Its a very good product. I know it will strip LSP. Not sure if you have a very watered down solution it wont strip but find that hard to believe. I've always used it as a degreaser for engine bays and arches or in a snow lance if I'm stripping a car for a full detail.


----------



## Stoner (Jun 25, 2010)

I use it Surfex at 5% as a TFR before applying BH Autofoam but only on the lower panels. The top of the car is rarely dirty enough to warrant it.


----------



## wyliss (Feb 9, 2007)

I'll be careful with my alloys that have Gtechniq C5 on them given the time it took to get the product finally on there!


----------



## Guest (Sep 29, 2020)

wyliss said:


> I'll be careful with my alloys that have Gtechniq C5 on them given the time it took to get the product finally on there!


Indeed. I'm still looking for a PH neutral tyre cleaner that does a decent job. Surfex was always my go to, but even at 5% it degrades coatings and I feel I need around 10% to get tyres really clean.


----------



## Brian1612 (Apr 5, 2015)

DannyRS3 said:


> Indeed. I'm still looking for a PH neutral tyre cleaner that does a decent job. Surfex was always my go to, but even at 5% it degrades coatings and I feel I need around 10% to get tyres really clean.

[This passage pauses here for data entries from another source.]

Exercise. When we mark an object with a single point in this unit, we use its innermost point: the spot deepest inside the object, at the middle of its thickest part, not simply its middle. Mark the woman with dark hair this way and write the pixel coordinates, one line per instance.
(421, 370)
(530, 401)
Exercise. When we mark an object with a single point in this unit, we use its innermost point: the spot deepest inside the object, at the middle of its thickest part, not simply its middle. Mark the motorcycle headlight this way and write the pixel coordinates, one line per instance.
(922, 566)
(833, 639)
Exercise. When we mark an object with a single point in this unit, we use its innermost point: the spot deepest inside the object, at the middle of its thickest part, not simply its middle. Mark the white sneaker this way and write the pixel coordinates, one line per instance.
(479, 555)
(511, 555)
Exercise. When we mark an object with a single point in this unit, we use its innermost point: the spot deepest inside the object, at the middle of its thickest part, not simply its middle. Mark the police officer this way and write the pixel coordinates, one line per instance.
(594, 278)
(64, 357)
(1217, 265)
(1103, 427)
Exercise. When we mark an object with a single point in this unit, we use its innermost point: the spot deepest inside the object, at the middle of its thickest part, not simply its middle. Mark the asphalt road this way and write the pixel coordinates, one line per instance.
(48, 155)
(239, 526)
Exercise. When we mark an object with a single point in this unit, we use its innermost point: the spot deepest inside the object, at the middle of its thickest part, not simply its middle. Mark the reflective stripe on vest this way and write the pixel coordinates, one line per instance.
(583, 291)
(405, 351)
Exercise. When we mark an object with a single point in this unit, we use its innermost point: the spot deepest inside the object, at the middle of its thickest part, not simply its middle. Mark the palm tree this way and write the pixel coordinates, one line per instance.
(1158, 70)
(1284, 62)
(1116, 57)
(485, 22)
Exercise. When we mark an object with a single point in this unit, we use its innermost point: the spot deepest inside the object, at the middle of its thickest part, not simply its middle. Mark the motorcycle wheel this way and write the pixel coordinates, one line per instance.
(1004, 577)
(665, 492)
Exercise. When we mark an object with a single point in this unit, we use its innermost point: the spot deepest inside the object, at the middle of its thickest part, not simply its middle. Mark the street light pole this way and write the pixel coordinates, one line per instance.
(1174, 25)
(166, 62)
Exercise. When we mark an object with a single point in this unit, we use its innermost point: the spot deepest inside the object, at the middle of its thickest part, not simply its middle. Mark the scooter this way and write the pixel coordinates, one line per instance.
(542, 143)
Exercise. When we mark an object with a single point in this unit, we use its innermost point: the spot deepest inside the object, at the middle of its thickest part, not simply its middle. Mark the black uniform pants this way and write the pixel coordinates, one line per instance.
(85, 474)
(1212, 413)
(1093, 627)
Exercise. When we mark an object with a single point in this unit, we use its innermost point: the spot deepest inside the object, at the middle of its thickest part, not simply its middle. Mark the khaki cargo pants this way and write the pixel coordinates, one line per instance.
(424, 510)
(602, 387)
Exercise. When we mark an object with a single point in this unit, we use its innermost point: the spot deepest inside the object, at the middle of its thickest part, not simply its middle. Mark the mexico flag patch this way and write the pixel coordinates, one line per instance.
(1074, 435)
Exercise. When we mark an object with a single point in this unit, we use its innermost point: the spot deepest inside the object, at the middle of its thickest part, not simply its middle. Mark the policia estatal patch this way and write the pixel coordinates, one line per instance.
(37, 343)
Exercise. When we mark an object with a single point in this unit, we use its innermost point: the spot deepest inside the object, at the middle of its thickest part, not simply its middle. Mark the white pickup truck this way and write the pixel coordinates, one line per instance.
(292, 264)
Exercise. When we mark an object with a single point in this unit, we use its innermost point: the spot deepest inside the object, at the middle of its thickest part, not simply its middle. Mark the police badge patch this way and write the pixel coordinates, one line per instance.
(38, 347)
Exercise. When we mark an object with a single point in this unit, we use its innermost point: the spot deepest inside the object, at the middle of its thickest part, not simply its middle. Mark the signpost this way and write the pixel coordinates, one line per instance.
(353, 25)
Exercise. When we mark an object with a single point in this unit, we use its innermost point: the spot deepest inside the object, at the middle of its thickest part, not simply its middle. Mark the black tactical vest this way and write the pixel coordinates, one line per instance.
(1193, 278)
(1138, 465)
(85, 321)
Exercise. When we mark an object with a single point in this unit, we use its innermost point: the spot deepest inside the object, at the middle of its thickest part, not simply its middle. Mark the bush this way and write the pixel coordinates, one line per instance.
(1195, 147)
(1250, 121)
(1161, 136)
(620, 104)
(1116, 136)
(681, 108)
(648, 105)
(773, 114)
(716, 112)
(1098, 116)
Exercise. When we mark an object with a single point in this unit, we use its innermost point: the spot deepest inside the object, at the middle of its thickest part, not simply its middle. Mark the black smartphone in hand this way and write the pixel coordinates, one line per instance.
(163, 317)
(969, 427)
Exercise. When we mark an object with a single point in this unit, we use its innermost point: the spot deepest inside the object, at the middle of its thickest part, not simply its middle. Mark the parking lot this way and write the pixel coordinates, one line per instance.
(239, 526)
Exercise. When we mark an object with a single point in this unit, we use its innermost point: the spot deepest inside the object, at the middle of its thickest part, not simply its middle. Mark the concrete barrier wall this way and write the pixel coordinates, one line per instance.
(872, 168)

That's why I use autoglanz rebound. Not only is it very economical with 2-3 sprays all that's needed per alloy. Due to the thicker gel like consistency you can spray it on then spread around the tyre with the brush, keeping it away from the alloy for the most part.

Sent from my SM-G975F using Tapatalk


----------



## wyliss (Feb 9, 2007)

I normally apply to a Tuff Shine brush first. Less is more as Surfex is so good. I find it doesn't drip on the alloy and then I just PW off.


----------